Note: To filter out human reads SURPI uses hg19 mitocondrial. In this work we used as reference th complete GRCh38 genome.

005-virus: Remove Virus reads from clinical sample

Note: To filter out virus reads we aligned all high-quality reads of FASTA files with the SURPI virus database, obtaining BAM filtered files .

006-Bacteria: Taxonomic classification of the sequenced microbiota

First we align the reads that do not include Human or Virus organism against the SURPI bacterial database. Then in 006a-annotation we can inspect to which bacteria the non-Mycobacterium reads align to.

Note: The BAM files were aligned with the SURPI bacterial reference database to obtain the taxonomic classification of the sequenced microbiota .

007-H37Rv : Mapping with the reference genome

Note: The BAM files were mapping with the whole genome of Mycobacterium tuberculosis H37Rv (NC_000962.3) using a genomic edit distance = 3.

a) The directory where the reference is used

SNAP_REFERENCEDIR='../../reference/Mycobacterium_tuberculosis_H37Rv.snap'

b) To filter unmatched regions:

SNAP_OPTS=$SNAP_OPTS' -F a '

c) Choose genomic edit distance value

- SNAP_OPTS=$SNAP_OPTS' -d 3'

d) Lots of memory:

SNAP_OPTS=$SNAP_OPTS' -map'

Note: The reads obtained under these mapping conditions were re-aligned with the bacterial reference SURPI database (006-Bacteria) to quantify the number of sequences classified as Mycobacterium, other non-Mycobacterium bacteria, and unassigned bacteria

3) Filtering with GATK for variant calling

008- File format for GATK and bias control

a) SAM to BAM files converter

This module converts sam files to bam to do posterior steps.

b) Sort

This module uses SAMBAMBA to sort (sort) the bam files that come from the previous module.

c) Merge

This module uses samtools to merge sam files with the same name or folio, i. e., it groups all the lines of each sample to continue the process.

d) BAI files

This module generates the index and the .bai files from the previous module

e) Markdup

This module performs a duplicate markup with picard-tools (markdup) and generates the index.

f) Qualimap

This module assesses the quality of files and generates data reports (multi-bamqc report) about depth and coverage.
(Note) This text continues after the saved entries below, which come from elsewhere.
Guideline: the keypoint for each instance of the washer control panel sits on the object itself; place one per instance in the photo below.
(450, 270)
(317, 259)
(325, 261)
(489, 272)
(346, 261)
Their results identify possible sequencing biases (read groups).

g) Mapping quality filter

This module filters the quality of the alignment of the reads eliminating those with mapping quality less than or equal to 20.

h) BAI files

This module generates the index and the .bai files from the previous module

i) Check-point

Generate final files to make a check point in case it is necessary to delete the previous files.

009- Variant analysis

This module can be cloned from the immegen git with the following command

bcuevas@castillo::/labs/lf/tb/2-variantes/$ git clone https://gitlab.inmegen.gob.mx/100GMX/mk-gatk.git 012-mk-gatk

A directory called "reference" is required with the following files:

  • fasta file: Mycobacterium_tuberculosis_H37Rv.fasta
  • .fasta.fai index file samtools faidx Mycobacterium_tuberculosis_H37Rv.fasta
  • .dict dictionary file picard-tools CreateSequenceDictionary R=Mycobacterium_tuberculosis_H37Rv.fasta O=Mycobacterium_tuberculosis_H37Rv.dict

A directory called known-variants was created to contain the following files

Reference Genome fasta file REF="/labs/lf/tb/reference/Mycobacterium_tuberculosis_H37Rv.fna" dbSNP="../../known-variants/known_final.vcf" coordenadas="../../known-variants/Bed-IGV+100_NC_000962.3.bed"

a) INDELs realignment

BWA-type algorithms penalize more indels than mismatches, producing a bias that generates a large number of mismatches where INDELs are supposed to be. This step takes an input BAM, adjusts or realigns the reads locally in a way that minimizes the number of mismatches on all reads.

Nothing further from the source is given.